一応、気になったので聞いてみると、ミキちゃんはさすがに首を捻った。


「どうしようかしら…」


「運動部に売って回ろうか」


「10本くらいは売れるかもね」


「焼け石に水か。知香ちゃんにでも相談する?」


「呼んだーっ?」


呼んでない。

これっぽっちも呼んでないけど、ずさーっと知香ちゃんが登場する。

ヒーローの変身シーンみたいな、変なポーズだった。


佐々木知香は、経済学部の2年生のハイジャンプの選手だ。

新見と仲がよくて、面白い子でいつも元気がよくて、陸上部のにぎやか担当だ。

ナニワのあきんどの異名を持つ、陸上部随一のアイデアマンでもある。


秋田出身だけど。


「いや、コールドスプレーをね…」


説明すると、知香ちゃんは、なあんだというような顔をした。


「そんなの、簡単じゃん」


「う?」


「沙耶のサイン付けて売りゃいいよ」


「うーん。

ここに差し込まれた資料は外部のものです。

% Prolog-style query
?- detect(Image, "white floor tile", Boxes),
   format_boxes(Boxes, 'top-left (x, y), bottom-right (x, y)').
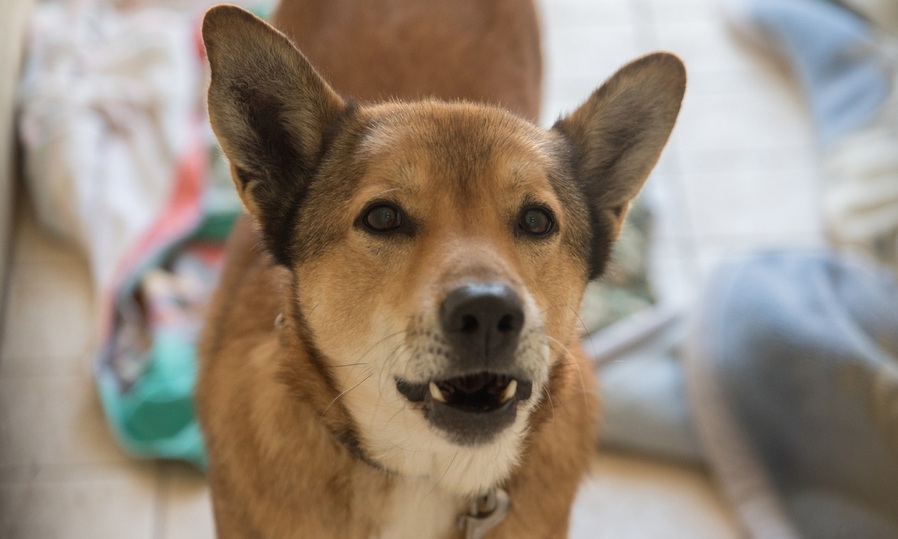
top-left (0, 377), bottom-right (129, 469)
top-left (0, 465), bottom-right (156, 539)
top-left (158, 463), bottom-right (215, 539)
top-left (570, 453), bottom-right (738, 539)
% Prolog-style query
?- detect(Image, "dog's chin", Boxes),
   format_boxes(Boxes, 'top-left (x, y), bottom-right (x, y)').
top-left (396, 372), bottom-right (533, 447)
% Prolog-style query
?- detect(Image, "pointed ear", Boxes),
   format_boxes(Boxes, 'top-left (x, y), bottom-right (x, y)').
top-left (553, 53), bottom-right (686, 251)
top-left (203, 6), bottom-right (345, 265)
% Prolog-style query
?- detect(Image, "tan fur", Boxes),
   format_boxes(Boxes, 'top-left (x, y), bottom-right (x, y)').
top-left (197, 0), bottom-right (685, 538)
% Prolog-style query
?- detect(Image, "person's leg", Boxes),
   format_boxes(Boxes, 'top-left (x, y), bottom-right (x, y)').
top-left (724, 0), bottom-right (898, 271)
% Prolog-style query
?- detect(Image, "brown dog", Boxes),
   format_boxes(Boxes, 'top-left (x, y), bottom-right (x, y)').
top-left (198, 0), bottom-right (685, 538)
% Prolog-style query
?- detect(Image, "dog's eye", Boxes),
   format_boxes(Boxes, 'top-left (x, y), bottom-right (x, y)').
top-left (518, 207), bottom-right (555, 236)
top-left (362, 204), bottom-right (402, 232)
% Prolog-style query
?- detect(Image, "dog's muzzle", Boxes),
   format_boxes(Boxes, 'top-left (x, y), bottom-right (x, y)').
top-left (396, 283), bottom-right (533, 445)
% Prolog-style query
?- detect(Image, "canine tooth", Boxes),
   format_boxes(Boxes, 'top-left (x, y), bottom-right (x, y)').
top-left (502, 380), bottom-right (518, 402)
top-left (428, 382), bottom-right (446, 402)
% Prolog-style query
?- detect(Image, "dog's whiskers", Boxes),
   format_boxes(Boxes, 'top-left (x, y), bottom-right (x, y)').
top-left (321, 373), bottom-right (374, 415)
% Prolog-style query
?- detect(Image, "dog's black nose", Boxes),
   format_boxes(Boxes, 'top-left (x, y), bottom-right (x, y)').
top-left (440, 283), bottom-right (524, 369)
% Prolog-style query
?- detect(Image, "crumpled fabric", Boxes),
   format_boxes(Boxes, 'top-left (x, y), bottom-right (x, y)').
top-left (19, 1), bottom-right (241, 468)
top-left (685, 252), bottom-right (898, 539)
top-left (19, 2), bottom-right (202, 294)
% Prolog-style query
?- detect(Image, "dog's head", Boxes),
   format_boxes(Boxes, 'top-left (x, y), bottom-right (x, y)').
top-left (203, 7), bottom-right (685, 500)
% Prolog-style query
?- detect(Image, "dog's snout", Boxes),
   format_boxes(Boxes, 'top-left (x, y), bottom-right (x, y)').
top-left (440, 283), bottom-right (524, 366)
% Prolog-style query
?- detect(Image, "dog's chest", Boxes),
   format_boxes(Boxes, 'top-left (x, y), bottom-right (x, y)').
top-left (378, 479), bottom-right (464, 539)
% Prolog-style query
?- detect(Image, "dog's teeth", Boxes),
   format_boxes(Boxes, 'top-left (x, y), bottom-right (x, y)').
top-left (429, 382), bottom-right (446, 402)
top-left (502, 380), bottom-right (518, 402)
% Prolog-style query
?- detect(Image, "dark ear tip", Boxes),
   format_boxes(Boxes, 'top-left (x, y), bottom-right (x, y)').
top-left (636, 51), bottom-right (686, 87)
top-left (203, 4), bottom-right (258, 47)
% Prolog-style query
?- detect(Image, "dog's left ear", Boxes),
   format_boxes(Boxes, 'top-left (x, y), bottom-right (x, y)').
top-left (553, 53), bottom-right (686, 278)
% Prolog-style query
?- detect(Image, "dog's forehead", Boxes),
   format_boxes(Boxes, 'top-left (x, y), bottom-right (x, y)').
top-left (360, 102), bottom-right (554, 190)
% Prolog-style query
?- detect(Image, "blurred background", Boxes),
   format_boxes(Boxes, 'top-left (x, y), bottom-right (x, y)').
top-left (0, 0), bottom-right (898, 539)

そういうのは…」


「適当にオークションに出せば売れるって。生写真付けてさ」


知香ちゃんはそう言って手の平を差し出し、腰をふりふりと振って躍った。

ミキちゃんはじーっと考えていたけど、やがて、長い髪をかきあげて言った。


「そうね。じゃあ、佐々木さんに任せるわ」


「そんかわりあとでご飯奢ってね!」


「それで駄目だったら自腹で買い取りかしら」


泣きそうな顔をする加奈に肩をすくめてみせて、僕は逃げるようにその場を後にした。

まあ、そういうのはナニワのあきんどに任せておけば大丈夫だろう。


いやそんなことはどうでもいい。

やっと、やっと練習だ。

本当、こっちの練習が全然進まないのだ。


ストレッチをしていなかったけど、面倒なのでそのまま短距離チームに合流する。

ホームストレートの外のレーンで、スプリントチームが15人ほど、ハードルを両足でぴょんぴょん飛び越していた。

遊んでいるように見えるがわりとハードな練習だ。


これは別にハードルを越えるための練習ではない。

専門的にはプライオメトリクスといって、足が接地したとき、筋肉が反射的にパワーを出せるようにするトレーニングらしい。

何か、反発力を生かす?そんな感じ。

まあ、稲森監督の受け売りなので、僕も詳しくは知らない。

基本的に技術的な話はちんぷんかんぷんな人なのだ。


「彼女、大丈夫そう?」


参加するために列に並ぶと、新見沙耶がこっそり声をかけてきた。


入部2年目にして、新見に初めて声をかけられた。

ものすごくうれしかった。

穏やかな日差しが乱反射して、新見のオレンジ色のジャージを浮き上がらせていた。

まるで新見は太陽のようだった。


恋の、予感がした。


これをきっかけに、急接近する二人。

やってくる夏。

そして一気に大人の関係に…。


「ほれ、さっさといけよ」


妄想の途中で、いつの間に来ていたのか、後ろに並んでいた高柳さんに頭を小突かれる。

おかげで、返事をする前に、僕と新見の恋の物語は終わってしまった。


「ほら行けっての」


「はい」


超絶キャプテンの分際で偉そうに。

などと思いながら、両足を振り上げて数台のハードルを越えていく。

スプリントと同じく、リズムが大事だ。


何度も繰り返していると、4月でもかなりの汗が出てくる。

タオルで汗を拭いながら一通りこなしていると、加奈を連れてミキちゃんがやってきた。

ミキちゃんが怖いのか、加奈の表情は暗い。


「タイム取るから、スターターやってくれる?」


と、ミキちゃん。無表情だけどちょっと怖い。


「100m?」


「うん」


いきなりタイムを取ることもない気がするけど、スポーツテストの要領か。


「私、向こう行くから」


手動で十分なのだろう。

言い残して、ミキちゃんはストップウォッチを片手にゴール地点へと歩いていった。